1. **STEP 1: Collect/Extract Data:** The first step in building a regression model is to collect or extract data on the dependent (outcome) variable and independent (feature) variables from different data sources. Data collection in many cases can be time-consuming and expensive, even when the organization has well-designed enterprise resource planning (ERP) system.

2. **STEP 2: Pre-Process the Data:** Before the model is built, it is essential to ensure the quality of the data for issues such as reliability, com- pleteness, usefulness, accuracy, missing data, and outliers.
    - Data imputation techniques may be used to deal with missing data. Use of descriptive statistics  and visualization (such as box plot and scatter plot) may be used to identify the existence of outliers and variability in the dataset.

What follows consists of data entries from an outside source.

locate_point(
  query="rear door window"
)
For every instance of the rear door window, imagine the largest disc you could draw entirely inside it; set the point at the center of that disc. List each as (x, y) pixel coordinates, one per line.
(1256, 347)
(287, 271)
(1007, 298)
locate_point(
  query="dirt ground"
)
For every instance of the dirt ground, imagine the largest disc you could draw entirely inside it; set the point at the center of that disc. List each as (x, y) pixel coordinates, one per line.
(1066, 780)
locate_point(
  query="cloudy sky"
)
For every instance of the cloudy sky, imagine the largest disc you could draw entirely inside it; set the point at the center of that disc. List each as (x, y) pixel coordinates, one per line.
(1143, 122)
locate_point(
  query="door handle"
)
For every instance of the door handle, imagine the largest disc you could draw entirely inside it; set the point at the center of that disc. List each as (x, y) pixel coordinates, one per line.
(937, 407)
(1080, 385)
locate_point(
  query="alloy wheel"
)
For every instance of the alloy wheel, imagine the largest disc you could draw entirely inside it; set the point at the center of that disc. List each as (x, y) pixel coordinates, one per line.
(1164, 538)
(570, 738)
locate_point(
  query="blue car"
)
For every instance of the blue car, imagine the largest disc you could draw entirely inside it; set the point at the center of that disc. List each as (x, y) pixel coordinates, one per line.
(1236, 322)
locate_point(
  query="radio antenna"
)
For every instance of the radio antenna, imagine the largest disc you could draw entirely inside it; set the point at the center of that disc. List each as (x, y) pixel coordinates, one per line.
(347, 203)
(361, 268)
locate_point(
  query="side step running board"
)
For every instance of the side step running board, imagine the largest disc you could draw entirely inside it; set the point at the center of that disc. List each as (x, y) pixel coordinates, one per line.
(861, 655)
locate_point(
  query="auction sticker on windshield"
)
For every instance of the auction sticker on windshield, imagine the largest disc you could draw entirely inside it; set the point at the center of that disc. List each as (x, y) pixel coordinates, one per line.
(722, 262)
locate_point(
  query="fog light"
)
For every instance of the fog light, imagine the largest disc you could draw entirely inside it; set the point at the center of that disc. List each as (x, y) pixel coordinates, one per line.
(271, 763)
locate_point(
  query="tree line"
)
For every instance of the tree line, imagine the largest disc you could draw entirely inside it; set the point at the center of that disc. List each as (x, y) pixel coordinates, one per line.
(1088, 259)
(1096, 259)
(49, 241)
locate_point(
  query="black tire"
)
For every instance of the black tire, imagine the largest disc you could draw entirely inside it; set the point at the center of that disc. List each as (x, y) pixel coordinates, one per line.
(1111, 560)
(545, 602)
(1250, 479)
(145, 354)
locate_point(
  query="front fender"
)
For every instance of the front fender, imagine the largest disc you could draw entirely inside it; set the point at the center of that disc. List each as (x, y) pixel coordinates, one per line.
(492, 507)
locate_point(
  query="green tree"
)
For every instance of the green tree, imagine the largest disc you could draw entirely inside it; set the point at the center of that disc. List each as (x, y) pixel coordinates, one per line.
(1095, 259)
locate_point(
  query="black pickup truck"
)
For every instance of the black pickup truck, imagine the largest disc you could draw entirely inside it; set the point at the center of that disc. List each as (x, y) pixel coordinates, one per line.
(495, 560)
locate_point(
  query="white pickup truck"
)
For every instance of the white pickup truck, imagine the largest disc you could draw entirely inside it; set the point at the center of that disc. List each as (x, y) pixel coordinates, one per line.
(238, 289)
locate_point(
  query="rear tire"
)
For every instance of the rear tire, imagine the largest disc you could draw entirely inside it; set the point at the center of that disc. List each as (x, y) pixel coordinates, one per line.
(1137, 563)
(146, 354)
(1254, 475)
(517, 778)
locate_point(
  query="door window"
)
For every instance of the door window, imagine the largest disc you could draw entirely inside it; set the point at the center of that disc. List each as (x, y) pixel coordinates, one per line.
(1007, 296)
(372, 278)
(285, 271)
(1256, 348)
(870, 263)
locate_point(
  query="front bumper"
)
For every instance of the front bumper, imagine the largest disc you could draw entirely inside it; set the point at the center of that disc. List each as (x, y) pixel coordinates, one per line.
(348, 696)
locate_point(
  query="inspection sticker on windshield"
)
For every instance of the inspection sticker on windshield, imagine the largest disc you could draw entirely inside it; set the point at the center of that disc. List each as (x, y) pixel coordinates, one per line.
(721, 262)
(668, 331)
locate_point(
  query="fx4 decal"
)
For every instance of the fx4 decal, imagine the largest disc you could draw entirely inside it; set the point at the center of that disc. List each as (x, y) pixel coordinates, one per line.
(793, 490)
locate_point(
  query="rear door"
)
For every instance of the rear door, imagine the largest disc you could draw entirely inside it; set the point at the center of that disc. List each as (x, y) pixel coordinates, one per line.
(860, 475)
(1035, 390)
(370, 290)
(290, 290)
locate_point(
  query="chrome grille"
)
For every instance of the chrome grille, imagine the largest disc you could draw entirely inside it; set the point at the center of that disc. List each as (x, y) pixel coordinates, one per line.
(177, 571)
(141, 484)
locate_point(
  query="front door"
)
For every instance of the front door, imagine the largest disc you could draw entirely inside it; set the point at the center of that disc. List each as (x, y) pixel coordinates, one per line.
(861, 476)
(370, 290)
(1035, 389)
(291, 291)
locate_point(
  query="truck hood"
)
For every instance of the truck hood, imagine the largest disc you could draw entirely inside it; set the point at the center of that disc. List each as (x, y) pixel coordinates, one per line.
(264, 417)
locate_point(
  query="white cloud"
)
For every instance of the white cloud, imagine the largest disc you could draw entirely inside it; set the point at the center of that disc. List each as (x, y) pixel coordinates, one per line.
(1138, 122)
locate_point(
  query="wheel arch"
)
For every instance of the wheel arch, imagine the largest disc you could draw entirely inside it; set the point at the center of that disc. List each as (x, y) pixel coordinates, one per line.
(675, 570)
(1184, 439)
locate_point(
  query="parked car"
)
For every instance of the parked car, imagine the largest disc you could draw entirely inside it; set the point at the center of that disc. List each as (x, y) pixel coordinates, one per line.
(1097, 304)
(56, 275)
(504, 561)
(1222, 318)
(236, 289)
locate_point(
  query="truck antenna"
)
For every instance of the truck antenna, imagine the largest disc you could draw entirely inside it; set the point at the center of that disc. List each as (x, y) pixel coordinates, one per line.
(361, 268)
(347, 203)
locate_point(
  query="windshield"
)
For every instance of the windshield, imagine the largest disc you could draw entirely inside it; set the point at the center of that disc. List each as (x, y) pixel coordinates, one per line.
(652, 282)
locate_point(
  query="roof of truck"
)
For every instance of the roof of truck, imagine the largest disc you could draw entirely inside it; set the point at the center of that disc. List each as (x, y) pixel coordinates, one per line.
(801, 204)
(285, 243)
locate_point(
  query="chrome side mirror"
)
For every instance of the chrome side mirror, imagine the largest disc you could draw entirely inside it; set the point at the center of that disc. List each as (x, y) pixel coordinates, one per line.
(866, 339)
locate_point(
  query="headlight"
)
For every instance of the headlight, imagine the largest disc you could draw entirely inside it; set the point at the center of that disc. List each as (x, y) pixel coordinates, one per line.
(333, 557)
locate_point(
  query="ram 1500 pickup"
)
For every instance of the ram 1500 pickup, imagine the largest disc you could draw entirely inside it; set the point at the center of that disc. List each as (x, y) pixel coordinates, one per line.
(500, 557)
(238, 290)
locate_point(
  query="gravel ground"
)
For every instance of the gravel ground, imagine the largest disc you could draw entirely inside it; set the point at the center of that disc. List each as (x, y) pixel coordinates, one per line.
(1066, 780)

    - Many new variables (such as the ratio of variables or product of variables) can be derived (aka feature engineering) and also used in model building.
    - Categorical data has must be pre-processed using dummy variables (part of feature engineering) before it is used in the regression model.


3. **STEP 3: Dividing Data into Training and Validation Datasets:** In this stage the data is divided into two subsets (sometimes more than two subsets): training dataset and validation or test dataset. The proportion of training dataset is usually between 70% and 80% of the data and the remaining data is treated as the validation data. The subsets may be created using random/ stratified sampling procedure. This is an important step to measure the performance of the model using dataset not used in model building. It is also essential to check for any overfitting of the model. In many cases, multiple training and multiple test data are used (called cross-validation).